Das fix installierte Infotainment-Display des Peugeot 208. Hier findet kein Nachrüstradio Platz.

 

Außerdem sollte das Autoradio in den Innenraum eures Autos passen und dazu auch verschiedene Farbschattierungen für die Display- und Tastenbeleuchtung beherrschen. Ein silbernes Radio mit roter Beleuchtung sieht zum Beispiel in einem VW Golf V (schwarzes Interieur, blaue Beleuchtung) eher albern aus.

4.) Brauche ich DAB-Empfang?

Ob und wann der analoge Radio-Empfang endgültig vom digitalen Standard DAB/DAB+ abgelöst wird, ist derzeit noch unklar.
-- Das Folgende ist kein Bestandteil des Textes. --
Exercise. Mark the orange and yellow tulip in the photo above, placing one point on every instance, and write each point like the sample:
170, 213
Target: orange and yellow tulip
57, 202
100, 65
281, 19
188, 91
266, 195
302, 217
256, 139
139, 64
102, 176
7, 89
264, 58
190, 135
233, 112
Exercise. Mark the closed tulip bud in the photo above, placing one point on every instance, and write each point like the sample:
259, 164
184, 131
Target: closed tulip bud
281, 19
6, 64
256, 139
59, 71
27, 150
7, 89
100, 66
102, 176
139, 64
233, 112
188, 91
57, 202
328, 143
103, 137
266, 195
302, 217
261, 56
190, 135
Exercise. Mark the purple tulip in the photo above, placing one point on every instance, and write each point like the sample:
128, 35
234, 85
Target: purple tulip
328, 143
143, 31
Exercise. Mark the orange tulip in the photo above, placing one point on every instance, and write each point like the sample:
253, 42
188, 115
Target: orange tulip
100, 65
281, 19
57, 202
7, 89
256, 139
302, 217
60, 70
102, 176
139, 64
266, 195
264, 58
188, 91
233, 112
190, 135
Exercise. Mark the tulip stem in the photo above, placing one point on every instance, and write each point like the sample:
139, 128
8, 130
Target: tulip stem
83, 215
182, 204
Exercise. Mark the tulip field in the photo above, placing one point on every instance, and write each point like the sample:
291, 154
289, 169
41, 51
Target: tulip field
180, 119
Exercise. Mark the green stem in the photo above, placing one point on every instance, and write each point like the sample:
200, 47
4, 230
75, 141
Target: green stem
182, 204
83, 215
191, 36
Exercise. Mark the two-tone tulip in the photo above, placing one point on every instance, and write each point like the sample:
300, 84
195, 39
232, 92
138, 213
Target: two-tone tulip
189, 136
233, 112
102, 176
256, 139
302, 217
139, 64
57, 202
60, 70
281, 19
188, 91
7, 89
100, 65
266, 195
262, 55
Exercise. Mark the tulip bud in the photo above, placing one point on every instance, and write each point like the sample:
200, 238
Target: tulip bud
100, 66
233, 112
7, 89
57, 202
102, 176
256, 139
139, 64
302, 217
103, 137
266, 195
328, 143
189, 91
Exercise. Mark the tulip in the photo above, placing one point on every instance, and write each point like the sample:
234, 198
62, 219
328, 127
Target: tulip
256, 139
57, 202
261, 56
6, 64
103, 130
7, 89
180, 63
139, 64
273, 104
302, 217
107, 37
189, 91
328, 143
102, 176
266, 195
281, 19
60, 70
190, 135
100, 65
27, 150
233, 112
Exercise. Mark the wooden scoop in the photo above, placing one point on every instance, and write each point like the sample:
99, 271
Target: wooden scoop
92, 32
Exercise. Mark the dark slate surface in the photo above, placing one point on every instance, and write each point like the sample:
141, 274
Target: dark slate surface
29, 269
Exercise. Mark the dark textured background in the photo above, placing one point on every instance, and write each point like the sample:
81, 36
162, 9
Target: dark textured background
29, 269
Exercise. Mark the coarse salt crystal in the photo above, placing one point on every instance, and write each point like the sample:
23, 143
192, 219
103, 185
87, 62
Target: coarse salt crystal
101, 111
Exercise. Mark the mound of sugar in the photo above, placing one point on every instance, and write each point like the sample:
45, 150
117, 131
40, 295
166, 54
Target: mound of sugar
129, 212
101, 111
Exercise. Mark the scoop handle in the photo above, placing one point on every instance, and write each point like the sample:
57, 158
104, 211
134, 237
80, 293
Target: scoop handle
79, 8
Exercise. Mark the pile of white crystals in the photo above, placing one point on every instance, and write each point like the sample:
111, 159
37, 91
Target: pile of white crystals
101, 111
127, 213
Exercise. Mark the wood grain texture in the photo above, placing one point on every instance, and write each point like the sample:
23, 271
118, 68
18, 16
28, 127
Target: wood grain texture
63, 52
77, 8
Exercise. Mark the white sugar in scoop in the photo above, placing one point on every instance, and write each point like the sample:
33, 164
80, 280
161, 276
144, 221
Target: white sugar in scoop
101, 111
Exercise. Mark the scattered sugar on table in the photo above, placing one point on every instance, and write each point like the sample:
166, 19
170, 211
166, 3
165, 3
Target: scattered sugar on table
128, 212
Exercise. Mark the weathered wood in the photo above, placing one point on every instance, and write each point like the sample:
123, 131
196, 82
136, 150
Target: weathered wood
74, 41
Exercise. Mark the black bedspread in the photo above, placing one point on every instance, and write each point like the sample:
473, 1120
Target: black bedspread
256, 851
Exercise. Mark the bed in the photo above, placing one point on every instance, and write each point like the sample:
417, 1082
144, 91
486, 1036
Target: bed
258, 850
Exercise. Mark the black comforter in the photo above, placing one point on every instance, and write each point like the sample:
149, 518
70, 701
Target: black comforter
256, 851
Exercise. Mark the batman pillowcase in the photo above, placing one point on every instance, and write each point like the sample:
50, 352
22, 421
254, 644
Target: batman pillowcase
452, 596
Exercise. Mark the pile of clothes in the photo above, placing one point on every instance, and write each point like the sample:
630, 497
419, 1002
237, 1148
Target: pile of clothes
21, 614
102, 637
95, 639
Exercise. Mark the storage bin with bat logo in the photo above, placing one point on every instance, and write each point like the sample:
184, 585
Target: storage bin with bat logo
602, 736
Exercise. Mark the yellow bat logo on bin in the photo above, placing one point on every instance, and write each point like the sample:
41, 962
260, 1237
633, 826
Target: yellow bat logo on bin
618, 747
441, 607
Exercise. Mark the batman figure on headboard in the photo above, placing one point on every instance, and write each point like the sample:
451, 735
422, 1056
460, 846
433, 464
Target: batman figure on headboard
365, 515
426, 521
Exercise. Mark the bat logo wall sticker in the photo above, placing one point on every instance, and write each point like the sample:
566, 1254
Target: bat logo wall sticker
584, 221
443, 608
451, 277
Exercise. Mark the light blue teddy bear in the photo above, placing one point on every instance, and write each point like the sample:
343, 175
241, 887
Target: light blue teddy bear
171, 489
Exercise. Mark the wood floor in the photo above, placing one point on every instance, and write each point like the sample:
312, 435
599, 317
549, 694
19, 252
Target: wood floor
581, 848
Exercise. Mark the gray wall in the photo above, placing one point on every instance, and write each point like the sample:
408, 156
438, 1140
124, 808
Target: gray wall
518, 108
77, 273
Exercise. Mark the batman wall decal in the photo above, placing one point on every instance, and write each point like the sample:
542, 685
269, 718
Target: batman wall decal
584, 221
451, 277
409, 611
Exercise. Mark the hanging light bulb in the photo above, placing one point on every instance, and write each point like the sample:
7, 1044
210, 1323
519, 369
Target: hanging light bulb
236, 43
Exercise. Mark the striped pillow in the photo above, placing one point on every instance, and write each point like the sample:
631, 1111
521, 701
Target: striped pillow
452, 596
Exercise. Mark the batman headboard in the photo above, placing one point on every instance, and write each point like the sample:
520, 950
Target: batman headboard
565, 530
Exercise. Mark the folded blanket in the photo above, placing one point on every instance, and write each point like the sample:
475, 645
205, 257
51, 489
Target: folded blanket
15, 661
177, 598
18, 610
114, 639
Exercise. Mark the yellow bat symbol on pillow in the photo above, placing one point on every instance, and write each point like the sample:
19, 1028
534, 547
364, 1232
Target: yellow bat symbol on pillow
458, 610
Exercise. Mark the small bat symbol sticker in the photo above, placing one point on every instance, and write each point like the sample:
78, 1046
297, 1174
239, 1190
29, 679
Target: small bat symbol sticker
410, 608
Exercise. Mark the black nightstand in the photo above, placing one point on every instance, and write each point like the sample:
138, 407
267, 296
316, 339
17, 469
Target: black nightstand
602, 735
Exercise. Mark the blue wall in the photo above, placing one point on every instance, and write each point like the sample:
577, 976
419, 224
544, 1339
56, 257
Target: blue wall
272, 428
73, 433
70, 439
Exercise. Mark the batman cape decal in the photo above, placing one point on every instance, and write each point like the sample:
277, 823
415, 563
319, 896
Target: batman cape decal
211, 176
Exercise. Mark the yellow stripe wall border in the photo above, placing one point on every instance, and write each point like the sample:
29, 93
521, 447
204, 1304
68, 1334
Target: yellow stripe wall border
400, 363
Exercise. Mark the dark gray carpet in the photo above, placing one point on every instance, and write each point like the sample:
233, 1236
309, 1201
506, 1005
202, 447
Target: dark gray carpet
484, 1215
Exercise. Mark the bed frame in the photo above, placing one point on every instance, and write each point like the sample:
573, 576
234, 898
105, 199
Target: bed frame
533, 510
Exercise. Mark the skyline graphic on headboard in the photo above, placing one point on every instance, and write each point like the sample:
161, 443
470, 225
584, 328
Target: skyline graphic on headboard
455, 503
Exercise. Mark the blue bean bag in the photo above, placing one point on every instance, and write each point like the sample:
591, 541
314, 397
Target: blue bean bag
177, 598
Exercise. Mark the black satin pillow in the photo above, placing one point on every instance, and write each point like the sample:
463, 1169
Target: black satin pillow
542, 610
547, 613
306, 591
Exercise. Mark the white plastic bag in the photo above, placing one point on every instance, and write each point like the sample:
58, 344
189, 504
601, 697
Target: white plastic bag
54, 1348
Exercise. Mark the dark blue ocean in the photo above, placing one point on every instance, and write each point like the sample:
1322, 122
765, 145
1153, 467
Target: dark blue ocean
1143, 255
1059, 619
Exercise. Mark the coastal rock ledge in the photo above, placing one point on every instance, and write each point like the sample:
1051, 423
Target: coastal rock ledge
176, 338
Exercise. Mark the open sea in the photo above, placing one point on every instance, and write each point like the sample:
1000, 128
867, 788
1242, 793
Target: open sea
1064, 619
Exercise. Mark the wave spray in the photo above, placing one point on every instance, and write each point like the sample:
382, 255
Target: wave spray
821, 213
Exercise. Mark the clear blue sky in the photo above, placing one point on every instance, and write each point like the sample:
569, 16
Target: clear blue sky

Ein Pilot-Versuch in Wien läuft, viele neue Geräte können den digitalen Standard empfangen. Allerdings gibt es auch andere, alternative Technologien (etwa LTE Broadcast), und derzeit ist nicht in Sicht, dass hierzulande der UKW-Empfang gänzlich abgedreht wird.

Man kann sagen: Kost‘s nix, schadt‘s nix. Wenn das gewünschte Radio-Modell DAB+ verbaut hat, ist es gut – wenn nicht, ist es bis auf Weiteres auch kein Problem.